9. Convertible Promissory Note, Related Party

Elusys Holdings, as a post-closing covenant, on January 26, 2024 purchased from the Company a convertible promissory note in the aggregate amount of $2,250,000 (the “Original Convertible Note”), the conversion of which was subject to both Elusys Holdings’ election and was subject to obtaining stockholder approval of the issuance of shares of the Company’s common stock upon such conversion, which stockholder approval was obtained on July 15, 2024. The Original Convertible Note bore interest at a rate of 1% per annum, was to mature on the one-year anniversary of its issuance and converts into shares of the Company’s common stock at the option of Elusys Holdings only if stockholder approval of the issuance of such shares of common stock is obtained prior to the maturity date. The conversion price was equal to $78.22 (which was 110% of the volume weighted average price (VWAP) of the Company’s common stock for the seven trading days prior to December 11, 2023 as adjusted for the reverse stock split effected July 17, 2024), upon conversion of the Original Convertible Note (exclusive of interest), Elusys Holdings would be issued 29,053 shares of the Company’s common stock.

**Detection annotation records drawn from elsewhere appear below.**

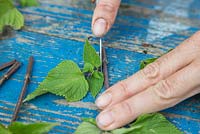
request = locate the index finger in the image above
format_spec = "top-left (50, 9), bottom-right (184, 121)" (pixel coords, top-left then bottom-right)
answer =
top-left (96, 32), bottom-right (200, 109)
top-left (92, 0), bottom-right (121, 37)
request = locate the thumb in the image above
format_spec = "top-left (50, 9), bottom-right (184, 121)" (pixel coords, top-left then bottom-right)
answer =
top-left (92, 0), bottom-right (120, 37)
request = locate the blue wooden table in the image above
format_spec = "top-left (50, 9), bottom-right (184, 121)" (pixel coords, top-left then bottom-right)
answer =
top-left (0, 0), bottom-right (200, 134)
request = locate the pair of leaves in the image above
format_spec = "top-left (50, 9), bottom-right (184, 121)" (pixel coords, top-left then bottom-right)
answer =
top-left (24, 40), bottom-right (104, 102)
top-left (0, 122), bottom-right (59, 134)
top-left (0, 0), bottom-right (24, 32)
top-left (75, 113), bottom-right (183, 134)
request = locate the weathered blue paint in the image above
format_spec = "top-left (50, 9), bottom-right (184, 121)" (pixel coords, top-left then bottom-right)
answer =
top-left (0, 0), bottom-right (200, 134)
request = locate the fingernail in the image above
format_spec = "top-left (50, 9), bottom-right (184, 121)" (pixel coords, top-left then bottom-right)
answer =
top-left (96, 93), bottom-right (112, 108)
top-left (97, 111), bottom-right (114, 127)
top-left (93, 18), bottom-right (107, 37)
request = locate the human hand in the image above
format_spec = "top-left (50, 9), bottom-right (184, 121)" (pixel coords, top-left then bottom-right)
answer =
top-left (96, 31), bottom-right (200, 130)
top-left (92, 0), bottom-right (120, 37)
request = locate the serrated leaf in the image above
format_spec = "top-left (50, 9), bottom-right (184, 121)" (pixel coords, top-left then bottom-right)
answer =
top-left (87, 71), bottom-right (104, 97)
top-left (128, 113), bottom-right (183, 134)
top-left (0, 124), bottom-right (12, 134)
top-left (75, 113), bottom-right (183, 134)
top-left (8, 122), bottom-right (59, 134)
top-left (83, 40), bottom-right (101, 68)
top-left (25, 60), bottom-right (89, 102)
top-left (74, 122), bottom-right (102, 134)
top-left (82, 118), bottom-right (96, 125)
top-left (0, 0), bottom-right (24, 32)
top-left (19, 0), bottom-right (39, 7)
top-left (140, 58), bottom-right (158, 69)
top-left (82, 63), bottom-right (94, 73)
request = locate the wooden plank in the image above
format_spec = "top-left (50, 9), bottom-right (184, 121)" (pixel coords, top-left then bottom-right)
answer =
top-left (0, 31), bottom-right (200, 133)
top-left (17, 1), bottom-right (200, 56)
top-left (0, 0), bottom-right (200, 134)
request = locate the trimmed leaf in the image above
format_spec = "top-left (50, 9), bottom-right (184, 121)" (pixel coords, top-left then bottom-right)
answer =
top-left (140, 58), bottom-right (158, 69)
top-left (83, 40), bottom-right (101, 68)
top-left (23, 89), bottom-right (48, 102)
top-left (0, 124), bottom-right (12, 134)
top-left (0, 0), bottom-right (24, 32)
top-left (8, 122), bottom-right (59, 134)
top-left (19, 0), bottom-right (39, 7)
top-left (128, 113), bottom-right (183, 134)
top-left (75, 113), bottom-right (183, 134)
top-left (74, 122), bottom-right (102, 134)
top-left (24, 60), bottom-right (89, 101)
top-left (82, 63), bottom-right (94, 73)
top-left (87, 71), bottom-right (104, 97)
top-left (82, 118), bottom-right (97, 125)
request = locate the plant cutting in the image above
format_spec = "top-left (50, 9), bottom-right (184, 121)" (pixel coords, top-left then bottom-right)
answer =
top-left (24, 40), bottom-right (104, 102)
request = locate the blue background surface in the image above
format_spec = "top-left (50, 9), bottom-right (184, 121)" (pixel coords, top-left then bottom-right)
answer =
top-left (0, 0), bottom-right (200, 134)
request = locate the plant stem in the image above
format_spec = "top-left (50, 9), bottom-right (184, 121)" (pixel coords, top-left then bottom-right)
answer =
top-left (102, 47), bottom-right (109, 89)
top-left (0, 61), bottom-right (21, 86)
top-left (0, 60), bottom-right (16, 71)
top-left (11, 56), bottom-right (33, 122)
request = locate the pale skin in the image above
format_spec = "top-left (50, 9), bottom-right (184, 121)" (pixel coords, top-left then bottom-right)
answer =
top-left (92, 0), bottom-right (200, 130)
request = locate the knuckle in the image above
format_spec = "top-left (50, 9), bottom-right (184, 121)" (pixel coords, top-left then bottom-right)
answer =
top-left (142, 62), bottom-right (160, 83)
top-left (153, 80), bottom-right (174, 100)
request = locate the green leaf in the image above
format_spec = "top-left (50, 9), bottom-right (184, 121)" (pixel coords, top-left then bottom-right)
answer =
top-left (82, 118), bottom-right (96, 125)
top-left (140, 58), bottom-right (158, 69)
top-left (19, 0), bottom-right (39, 7)
top-left (82, 63), bottom-right (94, 73)
top-left (0, 0), bottom-right (24, 32)
top-left (83, 40), bottom-right (101, 68)
top-left (74, 122), bottom-right (102, 134)
top-left (75, 113), bottom-right (183, 134)
top-left (0, 124), bottom-right (12, 134)
top-left (87, 71), bottom-right (104, 97)
top-left (8, 122), bottom-right (59, 134)
top-left (24, 60), bottom-right (89, 101)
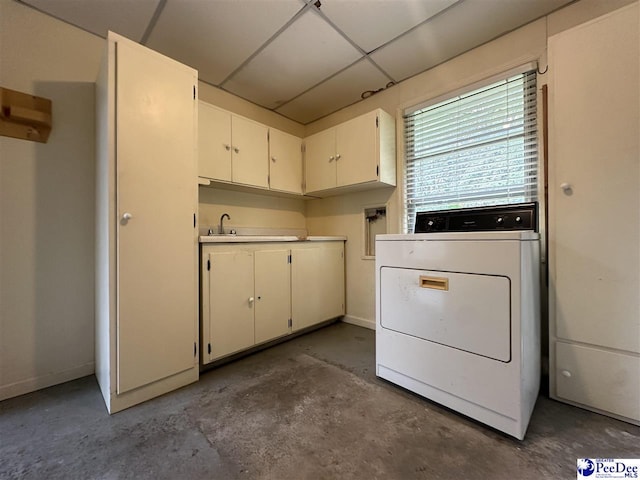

On May 1, 2024, the Company issued to Elusys Holdings an amended and restated 1% Note (“the Restated Note”) in the principal amount of $2,250,000 in exchange for the Original Convertible Note. The Restated Note bears interest at a rate of 1% per annum, matures on September 1, 2025 and will convert into shares of the Company’s common stock at the option of Elusys Holdings only if stockholder approval as may be required by the applicable rules and regulations of the NYSE American of the issuance of all of the shares of common stock issuable upon conversion of the Restated Note is obtained prior to the maturity date and any required approval of the NYSE American of such share issuance is obtained. The conversion price of the Restated Note was equal to 110% of the volume weighted average price (VWAP) of common stock for the seven trading days prior to December 11, 2023 which was $78.22; however, Section 2(b) of the Restated Note provided that if the Company consummated a public financing, subject to certain exceptions, within sixty days of May 1, 2024, the conversion price would be adjusted to be 110% of the per share purchase price of the common stock in such public financing (with such adjustment only being made upon the first financing in the event of multiple financings during the foregoing period). Based on the public offering that the Company consummated in May 2024, the conversion price of the Restated Note was adjusted to $22.00 resulting in the ability to convert the Restated Note into up to 103,908 shares of common stock (including the principal amount of $2,250,000 and all accrued interest thereon calculated as of the date of maturity. At the 2024 Annual Meeting, the Company’s stockholders approved the issuance of the shares of common stock issuable upon full conversion of the Restated Note.